The following statement was made by Nancy Writebol's husband, David, today:
“Nancy joined the ranks of a small, but hopefully growing number of survivors of the Ebola Virus Disease (EVD) when she walked out of the Emory University Hospital Isolation Unit on Tuesday afternoon, Aug. 19. She had been in isolation fighting the disease since July 26. Nancy is free of the virus, but the lingering effects of the battle have left her in a significantly weakened condition. Thus, we decided it would be best to leave the hospital privately to be able to give her the rest and recuperation she needs at this time.
“During the course of her fight, Nancy recalled the dark hours of fear and loneliness, but also a sense of the deep abiding peace and presence of God, giving her comfort. She was greatly encouraged knowing that there were so many people around the world lifting prayers to God for her return to health. Her departure from the hospital, free of the disease, is powerful testimony to God's sustaining grace in time of need.
“We wish to give our word of thanks to Dr. Ribner and the staff at Emory University Hospital for their kind dedication to Nancy's care during her stay. We also give our thanks to the SIM doctors and the Samaritan's Purse team in Liberia for their loving and tireless care for Nancy. We thank God for these and so many others whom God used to bring Nancy back from the brink of death. It is hoped that the things the doctors and researchers have learned as a result of Nancy's illness will be applied to the saving of many lives.”
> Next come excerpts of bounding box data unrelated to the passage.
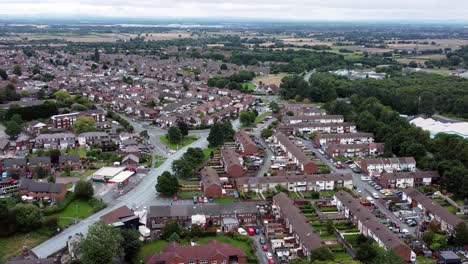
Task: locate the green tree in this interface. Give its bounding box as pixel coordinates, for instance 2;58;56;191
5;121;21;139
419;91;436;116
207;123;224;147
167;126;183;144
80;221;123;264
13;204;43;232
73;116;96;134
75;180;94;199
310;246;334;261
0;69;8;81
453;222;468;247
161;221;182;240
13;64;23;76
177;120;189;136
120;229;143;262
156;171;179;196
34;166;47;179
“Nancy and David are taking a long, well-deserved break of peace and quiet to reflect on all that has transpired over the past four to five weeks, all that God has done, and seeking how God will lead them in future paths of service, “ said Bruce Johnson, president, SIM USA. “The courageous, humble, faith-filled spirit of the Writebols is a testament to the same calling and commitment of the thousands of their co-workers in SIM from Asia, Africa, Europe, North and South America.”
Writebol was serving with her husband at SIM's ELWA mission campus in Monrovia, Liberia, when she and Brantly contracted Ebola. Brantly was serving at the ELWA Hospital as part of a cooperative work between SIM and Samaritan's Purse. After treatment in Liberia, both were flown to Atlanta and admitted to Emory University Hospital, where they underwent additional treatment.
David Writebol was flown to Charlotte from Liberia on Aug. 10 and completed his 21-day precautionary health watch on Aug. 16.